I have been in Kenya for just over a week and have become acutely aware of the diverse beauty and conflict of this complex country. My perceptions have been formed through conversations with local business people, cab drivers, US Ambassadors, tribal leaders, locals, visitors and media writers. I certainly do not pretend to be an expert, but I have been in Nairobi, the city capital of Kenya and have learned a lot already. I welcome any commentary and insight from anyone reading this.
I have also been reading through the local papers most days to get a pulse on things. Yesterday was Jamhuri, “freedom” day – the Kenya Independence day and lots of “exciting” things happened. Among the articles this morning were bombings by Al Shabaab against Kenya security forces near the Northern border and a story of four people being hacked to death with pangas (machetes) at a political meeting in Migori. It just so happens that I am headed to Migori tonight (5 hour back-country style drive) for a business meeting tomorrow.
I have become aware of a few key things worth noting:
Unemployment: Unemployment in Kenya is somewhere near 45%. So half of the people in this country are not working and in fact barely surviving. As you can imagine, this leads to very desperate measures and to many people who will do anything to survive. People never walk the streets after dark here and for good reason.

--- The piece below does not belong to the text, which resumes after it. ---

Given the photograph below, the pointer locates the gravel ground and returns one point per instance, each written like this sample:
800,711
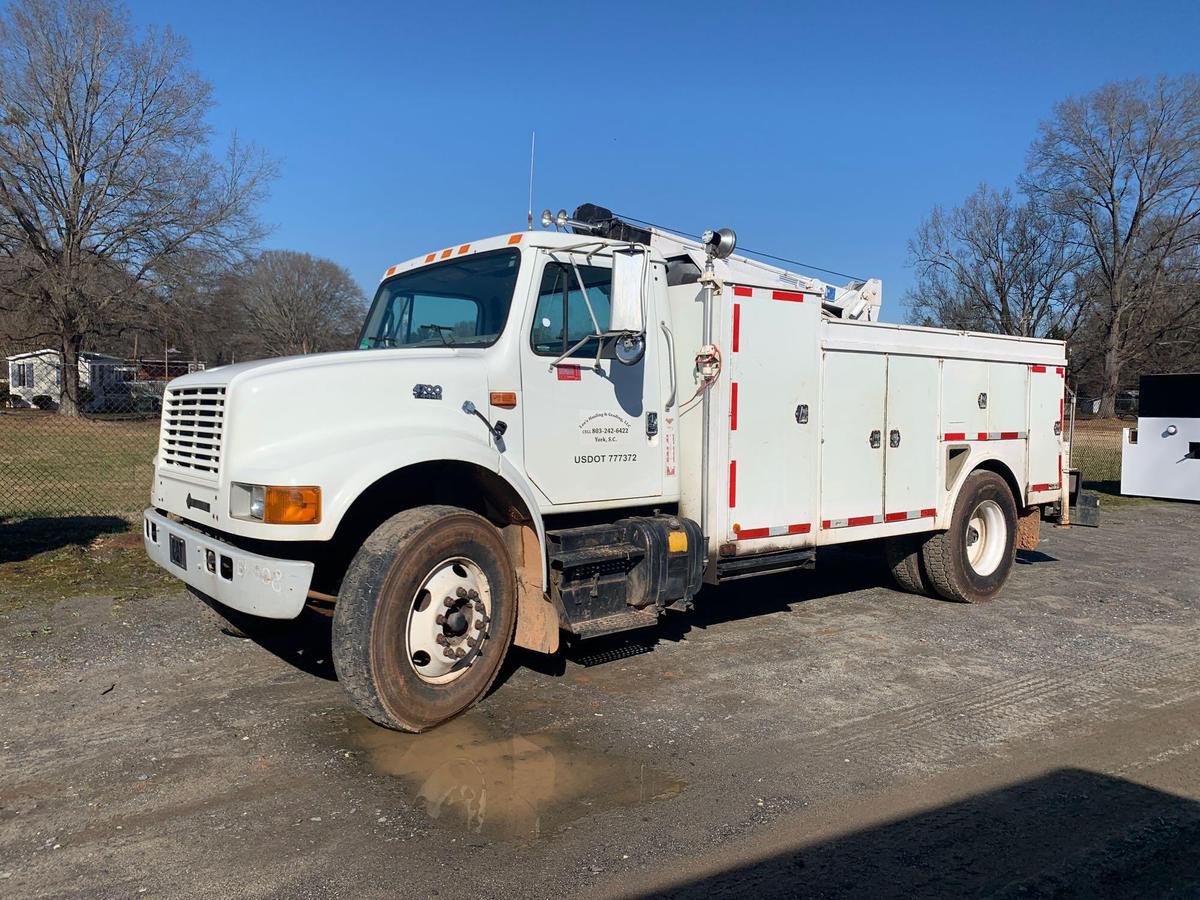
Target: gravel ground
817,735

Tribes: There are about 44 tribes throughout Kenya. Each has its own culture, language and commitment to supporting that particular tribe. Some tribes get along others don’t. Sometimes a business owner will open or run a business in one area, but not provide work for those tribes who live in that area, but to their own tribe, which may lead to resentment and conflict. That is just one example of how the tribal culture may have an interesting complication on things.

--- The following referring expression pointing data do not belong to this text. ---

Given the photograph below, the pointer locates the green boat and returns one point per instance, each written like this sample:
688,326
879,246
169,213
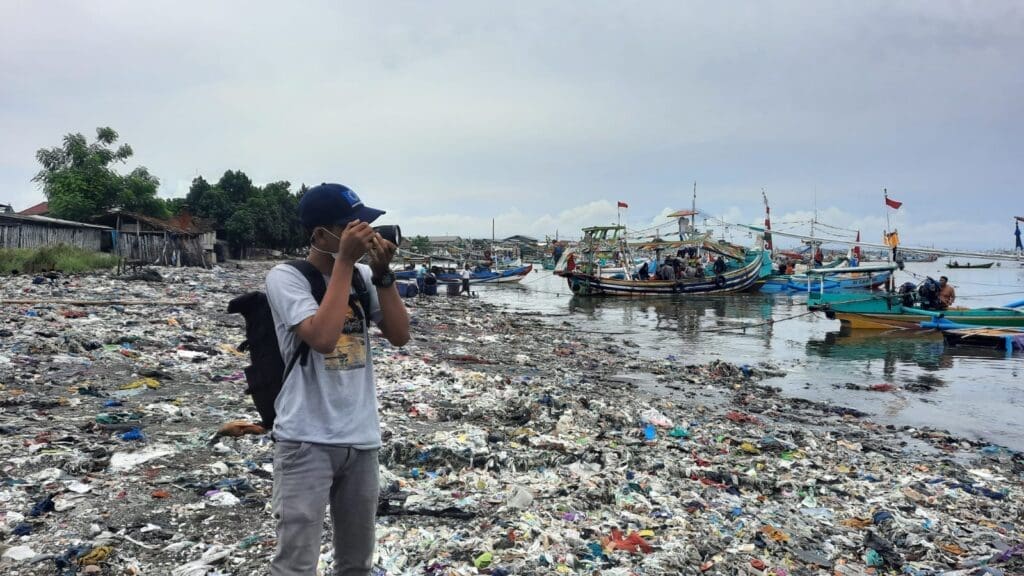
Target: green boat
903,310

Politics: During the last election in 2008, there was massive violence. The current president pretty much voted himself in and the country rioted, fighting back old-school style with machete hacking everywhere seeking some sort of political justice. This video clip from 2008 will give you an idea of what was happening back then: Kenya – hacked to death in front of film crew.
The country is now gearing up for another election next year in 2012. Ask anyone about their perspective on what’s going to happen and you will be in a heated conversation for a long time. Add on top of that the amount of apparent corruption that is going on with the current political arena. Many people don’t like the politicians because they make all the money and live the high life, while the common people suffer.
War with Somalia – Al Shabaab: Essentially an Islamic group of militants of about 15,000 young Somalians who are attempting to overthrow the Somalia government. So the war is between Kenya and the group trying to overthrow Somalia. Al Shabaab emerged out of Al Quaida from what most people remember in Somalia – the battle of Mogodishu characterized in the popular US movie, Black Hawk Down.
First they were getting their cash from Pirating (Somalian Pirates) and when the kabash was put on that they started kidnapping people, including the kidnapping on the Northern Coast of Mobassa. Well that hurt the tourism as nobody likes being kidnapped and mega warnings against travel in Kenya were issued.
All this in turn hurts the economy of Kenya. Which makes the economic situation even worse than it already is. So, Kenya then decided to take out Al Shabaab. Thus the war in Somalia.
In return, Al Shabaab doesn’t like that and vows to “take down Nairobi.” So security is at an all time high here in malls and every major public area to avoid some massive attack. And of course, the Al Shabaab is looking for a nice American they can kidnap. And who does the kidnapping? All the young militants, many of who are being recruited in Kenya by Al Shabaab because they have no work and are fed up with the Kenya government. Sweet.
The good news is that it seems as if Kenya is actually making headway. One of the articles had Al Shabaab considering a name change to try and win the support of the Somalian People and the Kenya military is characterizing Al Shabaab as confused and broken. So far only 10 casualities have been reported on the Kenya side and “hundreds” of Baabs have been taken down.
While there are many alarming areas as far as Kenya is concerned I feel excited to be here and in the mix of so much.
That’s all for the moment. I am heading to business meetings in Nairobi! As we say in the climbing community, “It’s kind of like fun, but different.”
PS: In case you don’t remember, I am over here offering training and development programs to businesses in Kenya and will take half the profits and give it toward a local nonprofit to fund education for you girls in central Kenya. This is a CSR – Corporate Social Responsibility program by Grand Dynamics and Corporate Motivation, and our attempts to contribute positive impact in the world.